Last, we recommend exploratory geochemical tools beyond stable oxygen isotopes. Although, De Deckker (2017) found no reliable environmental signal in Mg/Ca ratios from L. anatifera shells, drift pathways through upwelling zones should result in characteristically depleted ¹⁴C_shell due to the ocean reservoir effect. Distinctive ocean productivity patterns may also be recorded in carbon isotopes of amino acids incorporated into barnacle shells from the animal's diet (Ellis et al., 2014).

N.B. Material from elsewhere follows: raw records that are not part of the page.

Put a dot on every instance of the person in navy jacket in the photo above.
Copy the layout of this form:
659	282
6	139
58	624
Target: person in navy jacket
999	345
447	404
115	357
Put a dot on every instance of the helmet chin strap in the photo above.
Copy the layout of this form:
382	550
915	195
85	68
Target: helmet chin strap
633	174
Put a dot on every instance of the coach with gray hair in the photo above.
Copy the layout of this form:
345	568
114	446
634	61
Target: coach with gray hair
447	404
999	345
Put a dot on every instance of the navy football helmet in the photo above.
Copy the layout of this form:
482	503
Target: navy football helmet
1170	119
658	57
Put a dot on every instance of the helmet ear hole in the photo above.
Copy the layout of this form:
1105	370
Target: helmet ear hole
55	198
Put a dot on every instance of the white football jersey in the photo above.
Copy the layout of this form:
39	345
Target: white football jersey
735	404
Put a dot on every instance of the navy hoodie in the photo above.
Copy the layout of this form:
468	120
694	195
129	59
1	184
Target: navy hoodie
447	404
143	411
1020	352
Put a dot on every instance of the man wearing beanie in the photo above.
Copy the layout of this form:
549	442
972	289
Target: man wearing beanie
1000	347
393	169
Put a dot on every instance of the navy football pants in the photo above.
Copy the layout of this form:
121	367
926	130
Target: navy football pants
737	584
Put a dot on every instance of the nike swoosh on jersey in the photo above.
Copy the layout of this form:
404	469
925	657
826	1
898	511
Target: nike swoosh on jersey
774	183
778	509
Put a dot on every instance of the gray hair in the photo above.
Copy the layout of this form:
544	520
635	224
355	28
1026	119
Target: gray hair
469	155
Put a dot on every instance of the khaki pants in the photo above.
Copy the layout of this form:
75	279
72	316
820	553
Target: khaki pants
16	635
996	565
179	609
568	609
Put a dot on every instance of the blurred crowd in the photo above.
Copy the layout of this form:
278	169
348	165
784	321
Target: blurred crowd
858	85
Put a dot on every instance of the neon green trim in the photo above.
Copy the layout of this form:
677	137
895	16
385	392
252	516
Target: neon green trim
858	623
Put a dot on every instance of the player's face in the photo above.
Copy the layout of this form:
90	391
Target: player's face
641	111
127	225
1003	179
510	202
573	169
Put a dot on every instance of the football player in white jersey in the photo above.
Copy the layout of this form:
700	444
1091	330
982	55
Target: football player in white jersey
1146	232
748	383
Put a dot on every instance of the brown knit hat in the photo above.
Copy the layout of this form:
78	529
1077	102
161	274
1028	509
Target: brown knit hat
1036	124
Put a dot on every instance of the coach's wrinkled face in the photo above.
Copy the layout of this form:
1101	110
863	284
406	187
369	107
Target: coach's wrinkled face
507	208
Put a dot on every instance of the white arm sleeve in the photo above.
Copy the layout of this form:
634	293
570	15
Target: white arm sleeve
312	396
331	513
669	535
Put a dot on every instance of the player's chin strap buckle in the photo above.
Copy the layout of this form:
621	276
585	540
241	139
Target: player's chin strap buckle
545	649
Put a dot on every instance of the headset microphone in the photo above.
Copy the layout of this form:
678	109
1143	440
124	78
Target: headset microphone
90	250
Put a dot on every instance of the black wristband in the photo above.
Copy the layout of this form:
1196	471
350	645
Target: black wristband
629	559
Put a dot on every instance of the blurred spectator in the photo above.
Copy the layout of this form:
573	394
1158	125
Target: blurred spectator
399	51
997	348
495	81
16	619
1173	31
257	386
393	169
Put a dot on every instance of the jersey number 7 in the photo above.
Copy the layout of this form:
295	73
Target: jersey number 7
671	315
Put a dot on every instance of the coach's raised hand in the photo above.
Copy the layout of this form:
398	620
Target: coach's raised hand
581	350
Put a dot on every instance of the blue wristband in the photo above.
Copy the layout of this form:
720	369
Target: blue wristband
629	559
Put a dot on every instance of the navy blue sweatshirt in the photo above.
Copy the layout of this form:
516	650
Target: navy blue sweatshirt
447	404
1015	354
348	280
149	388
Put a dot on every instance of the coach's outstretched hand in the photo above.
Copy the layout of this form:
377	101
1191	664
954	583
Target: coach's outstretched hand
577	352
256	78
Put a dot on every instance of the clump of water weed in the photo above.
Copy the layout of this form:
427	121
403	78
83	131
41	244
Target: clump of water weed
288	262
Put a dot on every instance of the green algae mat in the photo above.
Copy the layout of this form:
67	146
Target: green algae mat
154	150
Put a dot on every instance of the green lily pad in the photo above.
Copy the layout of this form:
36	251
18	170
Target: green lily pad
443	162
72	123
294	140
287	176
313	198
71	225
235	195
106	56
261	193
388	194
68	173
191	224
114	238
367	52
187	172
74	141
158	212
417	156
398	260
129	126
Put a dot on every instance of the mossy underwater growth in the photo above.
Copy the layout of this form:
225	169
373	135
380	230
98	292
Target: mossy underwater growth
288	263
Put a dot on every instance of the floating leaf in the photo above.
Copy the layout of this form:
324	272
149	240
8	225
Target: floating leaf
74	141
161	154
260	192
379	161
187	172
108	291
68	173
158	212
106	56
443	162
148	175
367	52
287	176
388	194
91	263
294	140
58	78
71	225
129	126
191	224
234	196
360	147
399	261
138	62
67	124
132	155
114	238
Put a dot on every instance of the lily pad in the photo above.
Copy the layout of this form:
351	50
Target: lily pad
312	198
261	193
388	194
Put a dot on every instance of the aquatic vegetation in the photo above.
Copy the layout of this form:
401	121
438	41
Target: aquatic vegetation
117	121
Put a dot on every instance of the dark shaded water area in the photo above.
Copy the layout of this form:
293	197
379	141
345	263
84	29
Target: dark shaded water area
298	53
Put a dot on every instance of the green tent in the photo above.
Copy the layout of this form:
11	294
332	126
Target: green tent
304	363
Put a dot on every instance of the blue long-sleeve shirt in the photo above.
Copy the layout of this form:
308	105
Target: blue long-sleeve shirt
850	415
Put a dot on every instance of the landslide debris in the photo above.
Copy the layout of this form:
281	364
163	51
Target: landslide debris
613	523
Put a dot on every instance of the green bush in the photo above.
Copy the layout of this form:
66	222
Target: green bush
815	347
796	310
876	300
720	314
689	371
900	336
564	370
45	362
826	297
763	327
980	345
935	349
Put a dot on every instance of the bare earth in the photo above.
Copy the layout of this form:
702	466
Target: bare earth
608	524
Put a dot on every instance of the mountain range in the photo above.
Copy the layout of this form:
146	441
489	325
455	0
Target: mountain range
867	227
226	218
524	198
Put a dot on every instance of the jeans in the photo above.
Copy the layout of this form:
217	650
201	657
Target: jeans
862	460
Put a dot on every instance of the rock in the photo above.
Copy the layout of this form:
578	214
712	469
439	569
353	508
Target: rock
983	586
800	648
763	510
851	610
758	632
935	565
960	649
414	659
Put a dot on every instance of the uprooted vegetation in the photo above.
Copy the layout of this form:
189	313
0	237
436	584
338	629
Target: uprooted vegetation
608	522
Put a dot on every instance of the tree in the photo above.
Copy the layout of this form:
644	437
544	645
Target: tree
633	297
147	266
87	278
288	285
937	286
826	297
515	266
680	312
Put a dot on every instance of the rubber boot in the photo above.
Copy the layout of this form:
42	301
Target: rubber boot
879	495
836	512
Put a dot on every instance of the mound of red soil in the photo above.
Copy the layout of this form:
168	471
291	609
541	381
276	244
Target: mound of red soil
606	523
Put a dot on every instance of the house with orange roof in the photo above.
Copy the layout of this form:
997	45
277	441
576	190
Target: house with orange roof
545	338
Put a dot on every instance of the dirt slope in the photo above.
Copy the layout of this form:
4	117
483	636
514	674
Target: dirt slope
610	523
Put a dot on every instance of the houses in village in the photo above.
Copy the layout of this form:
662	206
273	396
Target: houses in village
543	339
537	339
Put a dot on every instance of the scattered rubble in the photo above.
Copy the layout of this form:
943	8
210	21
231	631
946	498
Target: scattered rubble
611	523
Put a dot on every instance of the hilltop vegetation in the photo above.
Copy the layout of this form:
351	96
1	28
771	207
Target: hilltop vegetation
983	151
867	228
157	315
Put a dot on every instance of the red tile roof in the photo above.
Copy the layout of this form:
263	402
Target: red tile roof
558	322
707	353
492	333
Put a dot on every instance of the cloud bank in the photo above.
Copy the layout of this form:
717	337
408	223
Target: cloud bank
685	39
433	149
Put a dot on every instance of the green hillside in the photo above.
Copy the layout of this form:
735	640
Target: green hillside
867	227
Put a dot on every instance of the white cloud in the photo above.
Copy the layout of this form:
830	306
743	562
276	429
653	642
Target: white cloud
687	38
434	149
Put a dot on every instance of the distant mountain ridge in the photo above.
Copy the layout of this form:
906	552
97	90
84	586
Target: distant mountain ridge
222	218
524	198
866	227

3.5 Applications Beyond the Search for Flight MH370

Our integrated methodology can, in theory, be used to source any drifting object in the ocean, including plastic pollution (Bosi et al., 2021; Lebreton et al., 2012) and human remains (Mateus et al., 2015), as stalked barnacles tend to colonize floating objects rapidly. Application to biological questions, such as tracking marine animal migrations (e.g., whales, sea turtles), is more complicated. Although large marine animals are often covered with barnacle epibionts, they usually swim rather than drift (Putman & Naro-Maciel, 2013). In such cases, our new δ¹⁸O-SST conversion equation could still be used to generate a SST history of the animal's route and constrain origins and pathways, but at low resolution (e.g., Detjen et al., 2015; Pearson et al., 2020; Taylor et al., 2019). Specific trajectories could not be modeled and compared for a swimming animal as we have done here.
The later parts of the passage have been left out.